I also provide an example to connect to MySQL (commented out):

# MySQL
CONNECTION_STRING = "{drivername}://{user}:{passwd}@{host}:{port}/{db_name}?charset=utf8".format(
     drivername="mysql",
     user="harrywang",
     passwd="tutorial",
     host="localhost",
     port="3306",
     db_name="scrapy_quotes",
)

Now, let’s create the pipeline to save items to the database. Open pipelines.py file and add the following class (pipeline):

class SaveQuotesPipeline(object):
    def __init__(self):
        """
        Initializes database connection and sessionmaker
        Creates tables
        """
        engine = db_connect()
        create_table(engine)
        self.Session = sessionmaker(bind=engine)


    def process_item(self, item, spider):
        """Save quotes in the database
        This method is called for every item pipeline component
        """
        session = self.Session()
        quote = Quote()
        author = Author()
        tag = Tag()
        author.name = item["author_name"]
        author.birthday = item["author_birthday"]
        author.bornlocation = item["author_bornlocation"]
        author.bio = item["author_bio"]
        quote.quote_content = item["quote_content"]
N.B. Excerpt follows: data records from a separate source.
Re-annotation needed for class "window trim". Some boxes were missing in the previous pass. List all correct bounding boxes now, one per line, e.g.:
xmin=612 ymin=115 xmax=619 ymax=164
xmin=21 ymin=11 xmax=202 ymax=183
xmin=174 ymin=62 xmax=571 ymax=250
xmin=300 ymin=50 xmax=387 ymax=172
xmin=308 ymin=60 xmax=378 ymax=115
        # check whether the author exists
        exist_author = session.query(Author).filter_by(name = author.name).first()
        if exist_author is not None:  # the current author exists
            quote.author = exist_author
        else:
            quote.author = author

        # check whether the current quote has tags or not
        if "tags" in item:
            for tag_name in item["tags"]:
                tag = Tag(name=tag_name)
                # check whether the current tag already exists in the database
                exist_tag = session.query(Tag).filter_by(name = tag.name).first()
                if exist_tag is not None:  # the current tag exists
                    tag = exist_tag
                quote.tags.append(tag)

        try:
            session.add(quote)
            session.commit()

        except:
            session.rollback()
            raise

        finally:
            session.close()

        return item

Make sure you also import the required packages and functions:

The init function below uses the functions in models.py to connect to the database (db_connect) and create tables (create_table) if not existed yet (otherwise ignored).

in process_item function, I first create instances for the database session and three tables. Then, I assign the author info and quote text values to corresponding table columns.

Next, we need to check whether the author and tags of the current item already exist in the database or not and only create new author/tag if they don’t exist so far:

In the end, I add the quote to the database:

Note that you don’t need to add author and tag explicitly due to the relationships you specified in ORM (quote.author and quote.tags) — the new author/tags (if any) will be created and inserted automatically by SQLAlchemy.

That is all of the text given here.